Run scaffhic for genome scaffolding:

       $ /full/path/to/scaffhic/src/scaffhic -nodes <nodes> -score <score> \
   	 -depth <depth_of_matrix> -length <contig_length> \
             -fq1 Input_read_1 -fq2 Input_read_2 draft-assembly.fasta genome-hic.fasta \
       
       Parameters:
         nodes:        number of CPUs requested  [ default = 30 ]
         depth:        number of columns of Partner Matrix [ default = 50 ]
         score:        score of Contig Distance Index (CDI) [ default CDI = 200 ]
         length:       minimum contig length considering for scaffolding [ default = 500000 ]

Run scaffhic for HiC map:

       $ /full/path/to/scaffhic/src/scaffhic -nodes <nodes> -score <score> \
   	 -depth <depth_of_matrix> -length <contig_length> \
             -map genome-hic.map -plot genome-hic-length.png -file 0 \ 
             -fq1 Input_read_1 -fq2 Input_read_2 genome-hic.fasta test_scaffold_file \
       
       Parameters:
         nodes:        number of CPUs requested  [ default = 30 ]
         depth:        number of columns of Partner Matrix [ default = 50 ]
         score:        score of Contig Distance Index (CDI) [ default CDI = 200 ]
         length:       minimum contig length considering for scaffolding [ default = 500000 ]

View HiC map:

       PretextView is a desktop application for viewing pretext contact maps
       The package has different linux and Mac versions (linux version included in scaffhic)
       
   $ /full/path/to/scaffhic/src/seqbin-bin/PretextView genome-hic.map \
    
       More information, go to https://github.com/wtsi-hpag/PretextView

Run scaffhic on new parameter settings with alignment file align.dat:

       $ /full/path/to/scaffhic/src/scaffhic -nodes <nodes> -score <score> \
   	 -depth <depth_of_matrix> -length <contig_length> \
             -data /full/path/to/tmp_rununik_27152/align.dat  \
             draft-assembly.fasta genome-hic.fasta \
      
       This saves alignment time and can get the results quickly. 

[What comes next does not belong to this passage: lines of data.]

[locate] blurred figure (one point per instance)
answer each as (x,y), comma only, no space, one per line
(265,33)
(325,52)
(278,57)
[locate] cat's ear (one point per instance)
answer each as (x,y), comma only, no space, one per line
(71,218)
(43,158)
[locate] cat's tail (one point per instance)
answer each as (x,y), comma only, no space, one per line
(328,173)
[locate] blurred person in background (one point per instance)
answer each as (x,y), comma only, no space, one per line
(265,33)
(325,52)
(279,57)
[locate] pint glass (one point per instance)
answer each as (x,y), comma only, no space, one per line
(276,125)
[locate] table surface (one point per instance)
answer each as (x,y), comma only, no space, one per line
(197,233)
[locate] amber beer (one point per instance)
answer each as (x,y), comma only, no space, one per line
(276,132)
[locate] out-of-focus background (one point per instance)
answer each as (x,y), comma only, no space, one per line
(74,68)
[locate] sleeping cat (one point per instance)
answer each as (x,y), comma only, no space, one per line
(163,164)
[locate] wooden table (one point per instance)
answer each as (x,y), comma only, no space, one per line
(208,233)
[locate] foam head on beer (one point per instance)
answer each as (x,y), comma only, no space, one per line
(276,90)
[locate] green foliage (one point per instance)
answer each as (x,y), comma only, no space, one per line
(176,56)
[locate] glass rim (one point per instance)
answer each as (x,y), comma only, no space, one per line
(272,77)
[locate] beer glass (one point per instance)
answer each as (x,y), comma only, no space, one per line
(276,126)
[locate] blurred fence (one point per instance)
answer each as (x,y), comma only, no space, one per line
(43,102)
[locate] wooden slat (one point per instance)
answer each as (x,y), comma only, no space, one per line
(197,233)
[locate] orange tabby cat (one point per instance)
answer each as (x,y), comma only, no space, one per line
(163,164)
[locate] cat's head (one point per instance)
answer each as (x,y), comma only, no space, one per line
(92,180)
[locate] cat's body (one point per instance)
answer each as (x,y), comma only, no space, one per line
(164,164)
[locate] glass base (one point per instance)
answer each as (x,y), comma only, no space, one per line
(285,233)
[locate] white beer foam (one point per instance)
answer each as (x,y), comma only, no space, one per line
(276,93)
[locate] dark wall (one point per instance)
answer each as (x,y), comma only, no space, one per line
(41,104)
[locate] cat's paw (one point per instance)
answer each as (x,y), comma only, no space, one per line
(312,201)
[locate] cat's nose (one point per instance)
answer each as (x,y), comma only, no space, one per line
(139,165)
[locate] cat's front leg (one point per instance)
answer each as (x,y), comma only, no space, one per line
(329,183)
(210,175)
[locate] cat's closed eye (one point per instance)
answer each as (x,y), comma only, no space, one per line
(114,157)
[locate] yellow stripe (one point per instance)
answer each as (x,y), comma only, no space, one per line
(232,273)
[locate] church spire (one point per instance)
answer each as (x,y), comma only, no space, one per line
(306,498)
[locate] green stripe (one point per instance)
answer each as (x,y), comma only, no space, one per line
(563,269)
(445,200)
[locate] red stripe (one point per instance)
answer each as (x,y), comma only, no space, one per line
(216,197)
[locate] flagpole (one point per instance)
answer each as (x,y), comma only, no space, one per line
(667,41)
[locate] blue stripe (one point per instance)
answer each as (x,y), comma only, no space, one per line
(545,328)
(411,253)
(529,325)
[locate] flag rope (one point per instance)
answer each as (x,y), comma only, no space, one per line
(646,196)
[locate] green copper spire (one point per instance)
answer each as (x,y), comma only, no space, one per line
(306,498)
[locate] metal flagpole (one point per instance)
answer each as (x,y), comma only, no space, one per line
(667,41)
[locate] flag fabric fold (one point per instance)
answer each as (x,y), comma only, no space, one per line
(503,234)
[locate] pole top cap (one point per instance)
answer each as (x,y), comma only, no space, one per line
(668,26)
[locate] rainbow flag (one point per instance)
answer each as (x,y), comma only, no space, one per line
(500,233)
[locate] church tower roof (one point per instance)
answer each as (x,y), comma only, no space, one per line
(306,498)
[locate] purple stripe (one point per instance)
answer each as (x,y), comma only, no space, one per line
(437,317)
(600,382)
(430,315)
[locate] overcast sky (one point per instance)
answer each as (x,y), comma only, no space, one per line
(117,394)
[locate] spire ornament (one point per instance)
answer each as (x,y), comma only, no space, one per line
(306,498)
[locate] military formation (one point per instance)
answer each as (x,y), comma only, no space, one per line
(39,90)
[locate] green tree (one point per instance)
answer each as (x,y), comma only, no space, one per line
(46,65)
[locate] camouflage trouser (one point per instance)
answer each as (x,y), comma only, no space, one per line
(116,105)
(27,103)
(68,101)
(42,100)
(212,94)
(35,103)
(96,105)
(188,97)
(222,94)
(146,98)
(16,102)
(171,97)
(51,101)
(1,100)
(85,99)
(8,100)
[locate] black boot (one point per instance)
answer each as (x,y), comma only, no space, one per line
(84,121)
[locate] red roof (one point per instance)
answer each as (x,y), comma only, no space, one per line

Example if you have an assembly and HiC read files

genome_assembly.fasta GM12878-HiC_1.fastq.gz GM12878-HiC_2.fastq.gz
       $ /full/path/to/scaffhic/src/scaffhic -nodes 30 -score 200 -depth 50 -length 500000 \
             -fq1 GM12878-HiC_1.fastq.gz -fq2 GM12878-HiC_2.fastq.gz genome_assembly.fasta genome-scaffhic.fasta \
      
       $ /full/path/to/scaffhic/src/scaffhic -nodes 30 -score 200 -depth 50 -length 500000 \
             -map genome-hic.map -plot genome-hic-length.png -file 0 \
             -fq1 GM12878-HiC_1.fastq.gz -fq2 GM12878-HiC_2.fastq.gz genome-scaffhic.fasta genome-hic2.fasta \
      
       After the above two steps, You now have  
          1. Scaffolded assembly file: genome-scaffhic.fasta; 
          2. HiC map: genome-hic.map;  
          3. HiC length distribution image: genome-hic-length.png 
          4. Assembly file produced in the visualization step:  genome-hic2.fasta 
             This file is not used, but it might be slightly better than genome-scaffhic.fasta 
             The visualization results are based on genome-scaffhic.fasta 
             
      To view it on a desktop linux or Mac laptop use PretextView https://github.com/wtsi-hpag/PretextView  \
      $ ./PretextView genome-hic.map

Run breakhic to identify assembly breakpoints

       $ /full/path/to/scaffhic/src/breakhic -nodes <nodes> -grid <grid size> -break <break code> \
             -fq1 Input_read_1 -fq2 Input_read_2 draft-assembly.fasta break-hic.fasta \
       
           Parameters:
         nodes:        number of CPUs requested  [ default = 30 ]
         grid:         grid size to search breakpoints, the smaller, the more CPU time [ default = 100 ]
         break:        break code: 0 - no break; 1 - break on contigs and scaffolds; 2 - contig break only [ default = 1 ]

Run breakhic on new parameter settings with alignment file align.dat:

       $ /full/path/to/scaffhic/src/breakhic -nodes <nodes> -grid <grid size> \
             -break <break code> -data /full/path/to/tmp_rununik_27152/align.dat  \
             draft-assembly.fasta break-hic.fasta \
      
       This saves alignment time and can get the results quickly. 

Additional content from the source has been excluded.